Governments Step Up Action on Agriculture and Food Security at COP27
Agriculture and food security featured prominently at the UN Climate Change Conference COP27 in Sharm el-Sheikh last month, with governments working on stepping up action to cut greenhouse gas emissions and adapt to climate change in the agriculture sector.
This included agreement on a new four-year plan on Agriculture and Food Security and a new initiative aimed at scaling up finance to transform agriculture by 2030.
The world’s agriculture sector is increasingly vulnerable to climate change.
The evidence on the impacts of climate change on food security is growing worldwide and more prominently in developing countries: rising temperatures, heat waves, droughts and floods, changes in rainfall patterns and extreme events affect agriculture more than any other sector.
Against this background, a new initiative - Food and Agriculture for Sustainable Transformation (FAST) - was launched on 12 November by more than 20 agriculture ministers and the Egyptian COP27 presidency.
FAST is a multi-stakeholder programme that aims not only to step up finance to transform agriculture, but also to contribute to adaptation efforts and pursue the Paris Agreement’s 1.5°C global warming limit while supporting economic and food security.
Several high-level representatives from a wide range of stakeholders announced support for the FAST initiative, including foundations, banks, the private sector and NGOs.
UN Climate Change Executive Secretary Simon Stiell addressed the meeting, saying: “Without lowering emissions coming from the entire food chain, we cannot keep 1.5°C alive. Equally, unless we address the ongoing climate crisis, our food system will be at risk.”
Addressing climate change and agriculture is a major priority for developing countries, where livelihoods are at particular risk from climate impacts.
Dr Agnes Kalibata, president of the Alliance for a Green Revolution in Africa, said: “Practical lessons that can be scaled exist: from sustainable intensification of food systems, to regenerative agriculture, to agroecology and related agroforestry.
"Such solutions offer us an opportunity to build food, social-economic and ecological resilience to the negative effects of climate change. These practices work towards empowering communities against hunger and poverty, and ensure inclusion of marginalized communities and people.”
New plan on Agriculture and Food Security builds on existing work
The four-year Sharm el-Sheikh joint work on implementation of climate action on agriculture and food security builds upon the Koronivia Joint Work on Agriculture, which focuses on solutions for specific agricultural topic areas over a five-year roadmap, including assessing adaptation, improving soil health and improving livestock management systems.
The new Sharm el-Sheikh joint work will promote holistic approaches to addressing climate impacts both on and from agriculture and food security and will be a key coordination hub for discussions and political decisions on these matters.
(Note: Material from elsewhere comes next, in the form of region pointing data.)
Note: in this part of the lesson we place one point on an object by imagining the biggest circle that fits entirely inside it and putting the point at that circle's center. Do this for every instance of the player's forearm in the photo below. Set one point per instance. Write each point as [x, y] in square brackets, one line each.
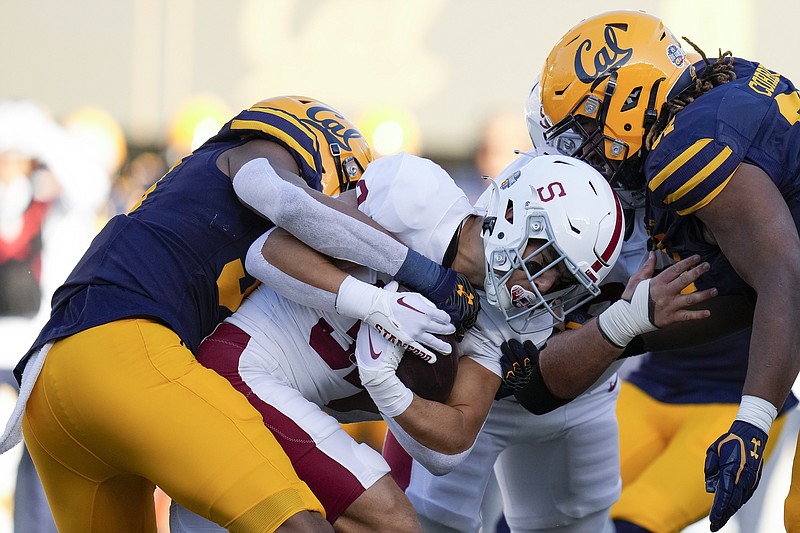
[774, 347]
[439, 427]
[452, 427]
[575, 359]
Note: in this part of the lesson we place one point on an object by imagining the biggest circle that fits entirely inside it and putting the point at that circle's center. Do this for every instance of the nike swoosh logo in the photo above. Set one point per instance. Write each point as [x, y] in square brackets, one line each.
[402, 301]
[372, 351]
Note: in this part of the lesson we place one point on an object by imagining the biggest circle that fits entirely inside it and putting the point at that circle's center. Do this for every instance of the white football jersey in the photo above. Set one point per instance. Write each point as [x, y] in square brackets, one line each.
[410, 196]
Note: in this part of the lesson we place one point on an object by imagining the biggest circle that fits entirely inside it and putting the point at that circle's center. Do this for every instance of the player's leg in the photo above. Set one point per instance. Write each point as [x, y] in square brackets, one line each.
[349, 478]
[452, 502]
[666, 496]
[643, 432]
[121, 406]
[791, 508]
[561, 474]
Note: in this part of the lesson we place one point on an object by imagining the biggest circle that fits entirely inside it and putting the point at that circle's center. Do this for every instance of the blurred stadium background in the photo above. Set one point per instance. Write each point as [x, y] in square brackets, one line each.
[142, 82]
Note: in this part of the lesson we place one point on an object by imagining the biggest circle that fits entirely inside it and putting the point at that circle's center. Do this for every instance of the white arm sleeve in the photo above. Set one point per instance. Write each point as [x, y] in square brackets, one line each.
[284, 284]
[436, 463]
[323, 228]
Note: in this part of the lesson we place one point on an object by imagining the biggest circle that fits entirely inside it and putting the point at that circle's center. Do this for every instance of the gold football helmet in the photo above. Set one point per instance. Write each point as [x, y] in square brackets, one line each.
[606, 80]
[343, 151]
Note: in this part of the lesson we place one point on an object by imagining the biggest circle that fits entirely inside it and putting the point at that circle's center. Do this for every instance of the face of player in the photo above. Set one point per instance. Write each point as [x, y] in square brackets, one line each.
[546, 280]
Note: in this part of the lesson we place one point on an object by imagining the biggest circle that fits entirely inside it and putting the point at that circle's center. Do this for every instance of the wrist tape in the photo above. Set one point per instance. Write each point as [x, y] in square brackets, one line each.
[355, 298]
[623, 321]
[757, 411]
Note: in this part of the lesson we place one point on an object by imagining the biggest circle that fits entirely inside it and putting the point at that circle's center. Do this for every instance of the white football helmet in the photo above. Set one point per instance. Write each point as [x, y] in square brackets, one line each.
[573, 215]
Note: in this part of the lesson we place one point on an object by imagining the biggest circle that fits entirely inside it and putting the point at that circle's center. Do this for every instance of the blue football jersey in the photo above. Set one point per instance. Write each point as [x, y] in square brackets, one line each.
[178, 256]
[753, 119]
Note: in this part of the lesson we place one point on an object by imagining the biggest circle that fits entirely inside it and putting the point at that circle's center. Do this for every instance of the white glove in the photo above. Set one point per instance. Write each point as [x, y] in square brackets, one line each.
[377, 359]
[623, 321]
[406, 319]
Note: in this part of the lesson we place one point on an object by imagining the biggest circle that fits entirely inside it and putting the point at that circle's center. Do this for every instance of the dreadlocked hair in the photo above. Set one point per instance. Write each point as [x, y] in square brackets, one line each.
[716, 73]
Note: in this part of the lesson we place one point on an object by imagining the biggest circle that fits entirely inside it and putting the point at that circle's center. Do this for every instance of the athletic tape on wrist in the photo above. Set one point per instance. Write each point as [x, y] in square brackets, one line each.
[757, 411]
[389, 394]
[623, 321]
[355, 298]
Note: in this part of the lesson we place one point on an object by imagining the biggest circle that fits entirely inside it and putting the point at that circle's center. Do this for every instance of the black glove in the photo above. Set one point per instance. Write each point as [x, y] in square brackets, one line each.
[733, 470]
[462, 303]
[516, 365]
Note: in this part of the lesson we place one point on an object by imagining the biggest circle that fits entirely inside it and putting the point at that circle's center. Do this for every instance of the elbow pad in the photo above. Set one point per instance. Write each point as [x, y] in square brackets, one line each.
[536, 397]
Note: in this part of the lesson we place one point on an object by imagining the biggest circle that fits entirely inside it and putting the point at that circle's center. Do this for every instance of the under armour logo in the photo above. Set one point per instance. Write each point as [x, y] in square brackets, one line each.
[462, 292]
[754, 452]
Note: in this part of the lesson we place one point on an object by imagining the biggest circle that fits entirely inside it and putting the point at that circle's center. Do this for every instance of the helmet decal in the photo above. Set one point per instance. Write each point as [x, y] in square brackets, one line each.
[608, 57]
[332, 125]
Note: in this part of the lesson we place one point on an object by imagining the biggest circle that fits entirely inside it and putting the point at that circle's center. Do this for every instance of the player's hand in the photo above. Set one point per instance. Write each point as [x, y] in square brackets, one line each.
[733, 470]
[517, 363]
[516, 366]
[410, 321]
[666, 303]
[377, 359]
[651, 303]
[455, 295]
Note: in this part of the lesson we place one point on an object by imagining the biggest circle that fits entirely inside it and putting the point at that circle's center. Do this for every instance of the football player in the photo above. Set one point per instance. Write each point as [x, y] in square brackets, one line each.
[714, 146]
[670, 404]
[518, 446]
[114, 401]
[539, 241]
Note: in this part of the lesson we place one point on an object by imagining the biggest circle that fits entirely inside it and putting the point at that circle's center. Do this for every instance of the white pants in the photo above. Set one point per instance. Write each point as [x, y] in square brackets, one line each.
[556, 472]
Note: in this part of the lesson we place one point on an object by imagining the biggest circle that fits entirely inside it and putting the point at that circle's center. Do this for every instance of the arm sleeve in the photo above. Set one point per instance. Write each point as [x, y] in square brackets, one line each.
[435, 462]
[284, 284]
[321, 227]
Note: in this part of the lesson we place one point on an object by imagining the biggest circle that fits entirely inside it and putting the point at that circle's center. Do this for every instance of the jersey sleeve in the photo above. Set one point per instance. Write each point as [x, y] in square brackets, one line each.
[692, 177]
[698, 152]
[416, 200]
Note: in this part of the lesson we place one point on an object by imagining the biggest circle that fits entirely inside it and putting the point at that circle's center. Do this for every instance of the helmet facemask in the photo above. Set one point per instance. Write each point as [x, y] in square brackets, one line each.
[606, 80]
[531, 310]
[520, 235]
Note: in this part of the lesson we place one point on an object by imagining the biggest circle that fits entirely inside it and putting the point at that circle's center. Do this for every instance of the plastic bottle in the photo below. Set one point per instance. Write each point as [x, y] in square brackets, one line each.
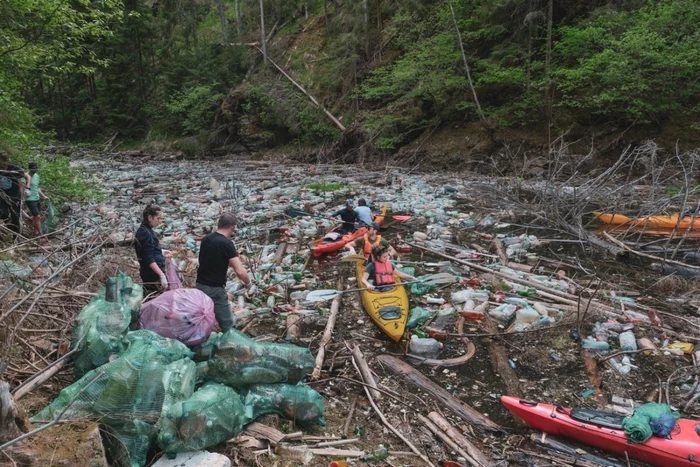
[425, 347]
[622, 369]
[504, 312]
[627, 341]
[378, 454]
[590, 343]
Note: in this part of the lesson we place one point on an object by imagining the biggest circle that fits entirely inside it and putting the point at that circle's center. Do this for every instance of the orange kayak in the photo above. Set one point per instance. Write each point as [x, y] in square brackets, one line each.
[319, 247]
[657, 222]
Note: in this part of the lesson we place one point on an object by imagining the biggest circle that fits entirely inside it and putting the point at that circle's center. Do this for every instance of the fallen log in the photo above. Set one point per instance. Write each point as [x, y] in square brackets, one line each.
[499, 360]
[459, 439]
[447, 440]
[327, 333]
[364, 371]
[461, 409]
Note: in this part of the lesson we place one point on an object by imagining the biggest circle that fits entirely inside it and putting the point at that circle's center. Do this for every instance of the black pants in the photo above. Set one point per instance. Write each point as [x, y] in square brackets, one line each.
[9, 209]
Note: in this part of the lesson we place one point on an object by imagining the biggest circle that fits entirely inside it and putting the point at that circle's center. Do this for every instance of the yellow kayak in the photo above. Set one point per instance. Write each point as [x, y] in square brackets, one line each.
[660, 222]
[388, 309]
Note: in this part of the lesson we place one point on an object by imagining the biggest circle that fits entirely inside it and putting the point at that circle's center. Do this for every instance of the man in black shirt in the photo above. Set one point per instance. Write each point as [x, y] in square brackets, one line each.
[149, 253]
[348, 215]
[10, 192]
[216, 253]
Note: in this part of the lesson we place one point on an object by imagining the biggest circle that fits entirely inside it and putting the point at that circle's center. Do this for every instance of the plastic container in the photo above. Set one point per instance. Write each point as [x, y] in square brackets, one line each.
[425, 347]
[503, 313]
[469, 294]
[628, 341]
[590, 343]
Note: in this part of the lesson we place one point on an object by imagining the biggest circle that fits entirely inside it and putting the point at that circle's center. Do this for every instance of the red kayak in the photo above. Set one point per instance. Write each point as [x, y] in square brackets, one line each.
[320, 247]
[604, 430]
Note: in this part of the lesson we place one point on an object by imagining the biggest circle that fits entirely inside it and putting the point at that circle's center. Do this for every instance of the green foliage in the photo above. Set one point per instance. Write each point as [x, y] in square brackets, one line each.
[192, 108]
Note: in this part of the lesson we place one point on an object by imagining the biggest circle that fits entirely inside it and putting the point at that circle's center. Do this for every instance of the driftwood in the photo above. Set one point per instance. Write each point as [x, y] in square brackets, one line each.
[365, 372]
[499, 360]
[474, 452]
[553, 444]
[380, 414]
[461, 409]
[447, 440]
[449, 362]
[327, 333]
[552, 294]
[8, 414]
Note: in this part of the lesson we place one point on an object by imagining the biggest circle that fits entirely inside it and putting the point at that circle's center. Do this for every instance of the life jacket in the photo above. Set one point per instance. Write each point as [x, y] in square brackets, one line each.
[368, 245]
[383, 273]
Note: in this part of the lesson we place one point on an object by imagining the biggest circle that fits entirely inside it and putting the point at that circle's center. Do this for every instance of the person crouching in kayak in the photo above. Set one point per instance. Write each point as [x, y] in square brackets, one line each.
[379, 274]
[348, 215]
[370, 240]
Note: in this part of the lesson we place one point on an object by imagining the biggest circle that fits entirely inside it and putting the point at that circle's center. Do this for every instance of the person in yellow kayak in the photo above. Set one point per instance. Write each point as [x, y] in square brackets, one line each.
[370, 240]
[379, 274]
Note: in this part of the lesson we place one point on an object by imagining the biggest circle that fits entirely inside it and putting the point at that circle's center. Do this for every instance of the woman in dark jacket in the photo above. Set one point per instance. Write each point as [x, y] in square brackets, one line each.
[149, 253]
Specific activities relate to promoting synergies between actors within and outside the UN Climate Change process, and providing support and technical advice to countries and financing entities on climate action on agriculture and food security.
Countries also decided to establish an online portal for sharing information on projects, initiatives and policies for increasing opportunities to implement these actions.